When I had spent enough time in screening rooms (and when a colleague was promoted to senior editor before me, since, the ME explained, “he had a family to support”), I quit. I had just gotten married and bought an unheated house on Block Island. I sublet my apartment to that same ME, and moved to the island, wintering in Jamaica. Without my income, we soon ran out of money. My husband (also ex-Time) took a job in Chicago where our daughter, now 40, was born. Then we ran out of money again, so back we went to NY, where that same ME hired me as a senior writer at Life magazine.
What a gig! Climbing Everest, canoeing down the Amazon basin, going backstage at the Bolshoi in St Petersburg. And mostly writing about ordinary people in extraordinary circumstances. No celebs. OK, maybe a few. I stayed there for 15 years, retiring after the magazine went belly up yet again.
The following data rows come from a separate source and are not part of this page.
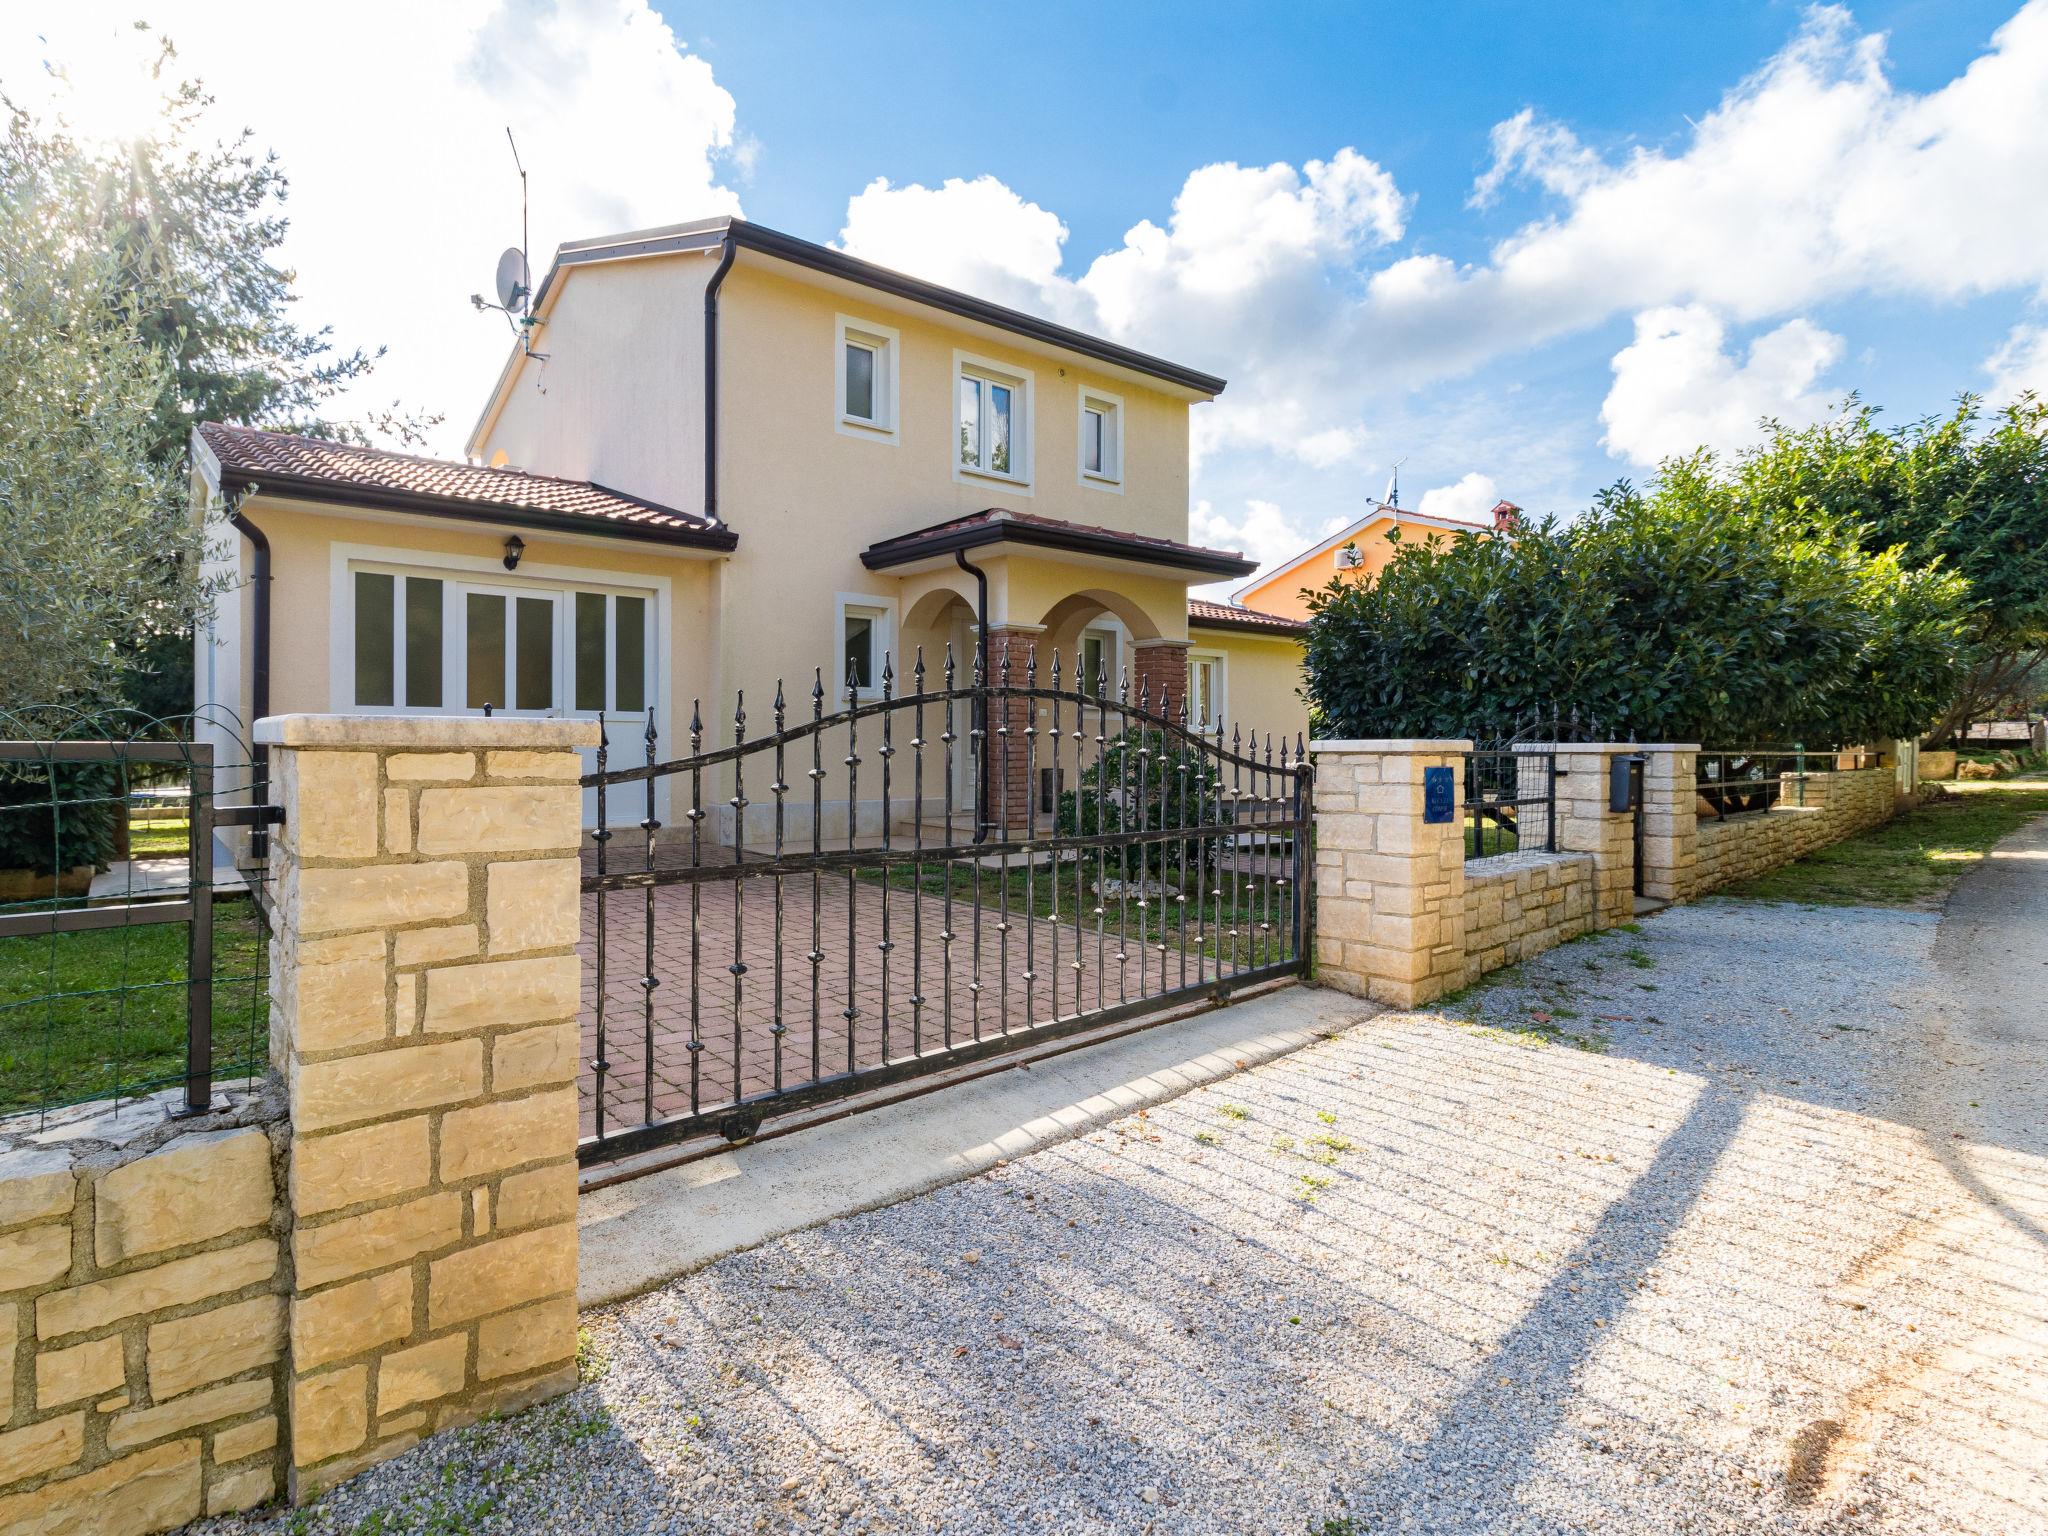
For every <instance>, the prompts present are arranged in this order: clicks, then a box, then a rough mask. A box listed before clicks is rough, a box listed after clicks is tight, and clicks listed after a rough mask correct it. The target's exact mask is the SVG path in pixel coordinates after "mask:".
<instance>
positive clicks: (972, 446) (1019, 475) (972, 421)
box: [952, 352, 1032, 487]
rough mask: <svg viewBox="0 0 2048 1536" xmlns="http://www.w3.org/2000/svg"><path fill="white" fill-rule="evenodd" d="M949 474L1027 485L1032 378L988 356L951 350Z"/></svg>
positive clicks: (1031, 444)
mask: <svg viewBox="0 0 2048 1536" xmlns="http://www.w3.org/2000/svg"><path fill="white" fill-rule="evenodd" d="M952 377H954V385H952V401H954V408H952V426H954V459H952V471H954V477H969V475H973V477H987V479H1001V481H1010V483H1012V485H1018V487H1028V485H1030V449H1032V377H1030V375H1028V373H1018V371H1016V369H1008V367H1004V365H1001V362H991V360H989V358H977V356H969V354H967V352H954V354H952Z"/></svg>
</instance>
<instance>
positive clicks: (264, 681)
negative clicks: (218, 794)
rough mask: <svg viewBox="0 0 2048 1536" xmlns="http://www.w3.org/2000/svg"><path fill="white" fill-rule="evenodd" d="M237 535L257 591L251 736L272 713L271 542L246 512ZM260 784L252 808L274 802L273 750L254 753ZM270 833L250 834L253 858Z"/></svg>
mask: <svg viewBox="0 0 2048 1536" xmlns="http://www.w3.org/2000/svg"><path fill="white" fill-rule="evenodd" d="M227 522H229V524H231V526H233V530H236V532H240V535H242V537H244V539H248V541H250V555H252V559H250V586H254V588H256V592H254V600H252V608H250V629H252V631H254V635H252V643H250V649H254V651H256V655H254V657H250V715H254V719H252V721H250V735H252V737H254V735H256V721H260V719H262V717H264V715H268V713H270V539H268V535H264V530H262V528H258V526H256V524H254V522H250V518H248V514H246V512H244V510H242V508H236V512H233V514H231V516H229V518H227ZM254 766H256V782H254V786H252V791H250V803H252V805H266V803H268V801H270V748H266V745H258V748H256V750H254ZM268 842H270V831H268V827H262V825H258V827H256V829H254V831H252V834H250V854H252V856H254V858H262V856H264V854H266V852H268V848H266V846H268Z"/></svg>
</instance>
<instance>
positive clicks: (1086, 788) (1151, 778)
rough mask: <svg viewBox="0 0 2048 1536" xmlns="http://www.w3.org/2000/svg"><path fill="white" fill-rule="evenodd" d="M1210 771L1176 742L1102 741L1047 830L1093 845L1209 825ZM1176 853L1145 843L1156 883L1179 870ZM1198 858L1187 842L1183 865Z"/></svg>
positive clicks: (1119, 737) (1217, 801) (1138, 732)
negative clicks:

Little did I know the whole company, along with most magazines, was about to go south due to something called the web.
After that I teamed up with photographer friends to write intros to their books and do docs for Oxygen TV. I also got divorced and built two houses on our Block Island property, which I now rent out for the summer. Two decades ago, I was reintroduced to the Ozarks (where I lived until the age of eight) when I did a story on far-right white supremacists—we tried to warn you all those years ago. I bought an old gas station there. Now it’s Block Island on the shoulder seasons, Ozarks in the summer, New York in the winter. Full circles.
Oh, and I was spending a month in Kauai, too, until I was turfed out by Covid.
The only Vassar people I’m in touch with are Laura and her husband Bill Downing, who was in the first cohort of male students to graduate. I know Georgia Hall’s family on Block Island, though I have not seen her in years, and Jamie Sunderland, also of Rhode Island. They both lived in Ferry House with Laura. I am also in touch with Danielle Beauchamp, with whom I became friends when her parents were very kind to me on a year abroad in Taiwan.
With Danielle in Taipei, 1971
2 comments:
All we need is two dates and change the pronouns to she.
Times change, but glasses styles don't.